The building where dozens of people died in a fire in Johannesburg was the only option for residents who couldn’t afford to rent an apartment legally and were forced to squat in cramped, unsafe quarters, rights groups say.
“People are occupying these buildings because there’s nowhere else where they can access the inner city,” said Khululiwe Bhengu, a senior attorney with the Socio-Economic Rights Institute of South Africa, a nonprofit. “South Africa has made sure that townships and other areas are very far, far away from the inner cities.”
Her group works with people who are under threat of being evicted from occupied buildings to ensure that they do not end up on the street. She said that many of them are informal vendors in the city who make only a few thousand rand a month, or less than $200, and cannot afford even the lowest rents. At the same time, they need to be near the city center to work.
After officials lifted restrictions on movement that the government imposed in the apartheid era, experts said, many lower-income people moved to the cities in search of better opportunities.
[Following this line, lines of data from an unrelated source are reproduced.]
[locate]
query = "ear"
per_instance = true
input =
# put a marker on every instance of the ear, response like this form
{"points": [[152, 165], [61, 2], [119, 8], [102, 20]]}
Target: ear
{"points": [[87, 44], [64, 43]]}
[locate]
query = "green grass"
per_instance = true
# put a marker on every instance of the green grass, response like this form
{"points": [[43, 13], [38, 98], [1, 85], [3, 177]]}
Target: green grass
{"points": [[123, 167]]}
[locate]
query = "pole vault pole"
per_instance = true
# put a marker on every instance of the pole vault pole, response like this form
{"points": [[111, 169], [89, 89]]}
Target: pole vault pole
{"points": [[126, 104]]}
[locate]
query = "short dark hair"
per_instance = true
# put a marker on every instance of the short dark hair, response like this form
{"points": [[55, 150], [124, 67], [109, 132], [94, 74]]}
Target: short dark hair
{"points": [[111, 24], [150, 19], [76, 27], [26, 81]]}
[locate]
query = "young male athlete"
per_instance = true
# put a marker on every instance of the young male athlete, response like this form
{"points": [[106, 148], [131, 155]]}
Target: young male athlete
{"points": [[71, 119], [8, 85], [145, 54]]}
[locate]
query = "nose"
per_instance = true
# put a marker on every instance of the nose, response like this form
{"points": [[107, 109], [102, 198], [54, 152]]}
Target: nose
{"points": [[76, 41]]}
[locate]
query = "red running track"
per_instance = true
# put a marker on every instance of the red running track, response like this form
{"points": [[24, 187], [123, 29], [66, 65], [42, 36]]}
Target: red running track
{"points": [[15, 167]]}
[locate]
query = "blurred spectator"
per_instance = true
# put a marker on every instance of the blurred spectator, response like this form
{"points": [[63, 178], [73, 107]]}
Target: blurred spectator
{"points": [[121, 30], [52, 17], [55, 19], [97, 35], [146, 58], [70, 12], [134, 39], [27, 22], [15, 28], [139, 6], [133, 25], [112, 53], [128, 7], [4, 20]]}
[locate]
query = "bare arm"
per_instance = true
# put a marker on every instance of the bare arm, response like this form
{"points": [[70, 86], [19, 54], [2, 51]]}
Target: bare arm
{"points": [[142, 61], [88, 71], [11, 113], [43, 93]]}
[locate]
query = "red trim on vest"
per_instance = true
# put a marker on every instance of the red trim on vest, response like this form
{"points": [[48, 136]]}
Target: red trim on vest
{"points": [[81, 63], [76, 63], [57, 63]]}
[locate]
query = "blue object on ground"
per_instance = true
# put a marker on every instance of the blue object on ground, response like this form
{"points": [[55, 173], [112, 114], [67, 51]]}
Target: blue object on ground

But there was not enough affordable housing for the influx.
The government, rights activists say, has prioritized the building of private rental units and student accommodations, which are more profitable than the public housing for which poor residents fill long waiting lists.
“There are a lot of houses that are being built for those who can afford them,” said Thami Hukwe, the coordinator of the Housing Crisis Committee, a residents’ group in Gauteng Province, which includes Johannesburg. He said that the Black population was the most affected by the housing crisis.
“We are not being prioritized,” he added, “especially the poor and the working-class communities.”
At the same time, Ms. Bhengu said, many landlords in the late 1990s abandoned buildings in the city center, wary of the uncertainty of a new democracy. These buildings have slowly filled up with those who could not afford to live elsewhere, she said, as poorer residents found makeshift solutions the government was not providing.
“There’s a lack of political will to keep poor people in the inner city,” she said.